Research Overview

Rapid advances in the characterization of eukaryotic genomes have led to an awareness of the increasing complexity in cellular growth, patterning and polarization controls and the mechanisms by which their regulation (and deregulation) contributes to normal development and/or disease. Signaling pathways are interconnected through multiple effectors that determine cell fate, growth, and/or polarization. The Wnt-signaling pathways constitute one such critical evolutionarily conserved key regulator pathway network. Loss of or (ectopic) constitutive Wnt-signaling is found associated with many congenital diseases and/or cancer. Wnt growth factors can signal through several effector pathways sharing the Wnt receptor family, the Frizzled (Fz) receptors, and their first known cytoplasmic effector proteins, Dishevelled (Dsh or Dvl in mammals). The two main Wnt-pathways are generally referred to as Wnt-Fz/b-cat (or canonical Wnt) signaling and the Wnt-Fz/PCP (planar cell polarity) pathway. They diverge downstream of Dsh. These distinct Wnt-Fz pathways importantly regulate different cellular responses, ranging from growth control to cellular polarization, and thus the precise regulation of pathway specificity is critical throughout development and cellular homeostasis.

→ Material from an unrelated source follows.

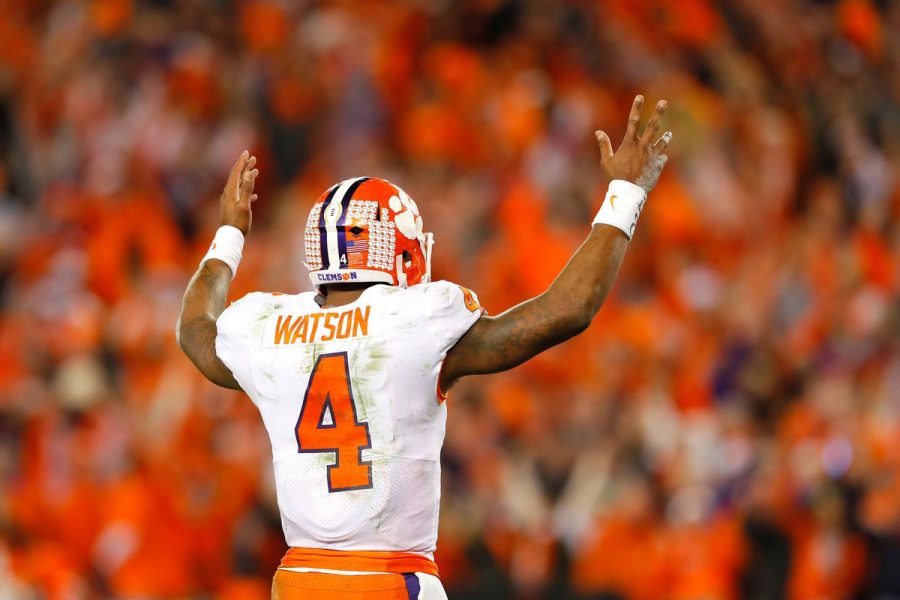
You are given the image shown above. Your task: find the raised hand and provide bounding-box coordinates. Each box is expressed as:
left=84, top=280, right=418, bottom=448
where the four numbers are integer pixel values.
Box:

The program goals are to elucidate mechanisms of Wnt-Frizzled signaling regulation and signaling specificity based on novel perspectives of discoveries made within the laboratories of the PIs. The overall long-term objectives of this research are to develop understanding of mechanisms (and associated molecular and diagnostic tools) by which Wnt-Frizzled signaling regulates the different aspects of its signaling outcome in cellular differentiation and function. This program brings together a senior group of investigators from different disciplines and with complementary expertise in mammalian cell biology, vertebrate development, and Drosophila patterning focused on important and novel aspects of Wnt-Fz signaling biology and regulation as identified within the program. The overall significance of this research effort is that major insights gained in the investigation of cellular Wnt-signaling regulation offer the potential for improved therapeutic approaches to specific diseases. In addition, an understanding of Wnt-Fz signaling regulation in mediating normal cell (and stem cell) behavior could aid in the design of therapeutic interventions, which do not disrupt critical processes important to tissue homeostasis. The synergy of the Program is possibly best illustrated by the efforts to identify specific small molecules affecting Wnt signaling strength or signaling outcome, and the coordinated approach of each project with the other projects of the application and the Small Molecule Discovery Core. This Chemical Genetics approach is at the forefront of the technology through joint efforts of the project leaders and the Core Director. This coordination has already established its ability to accelerate the pace of discovery. Overall, the combination of complementary assays and distinct species should be of immediate relevance for potential therapeutic application of any of the small molecules identified in this program.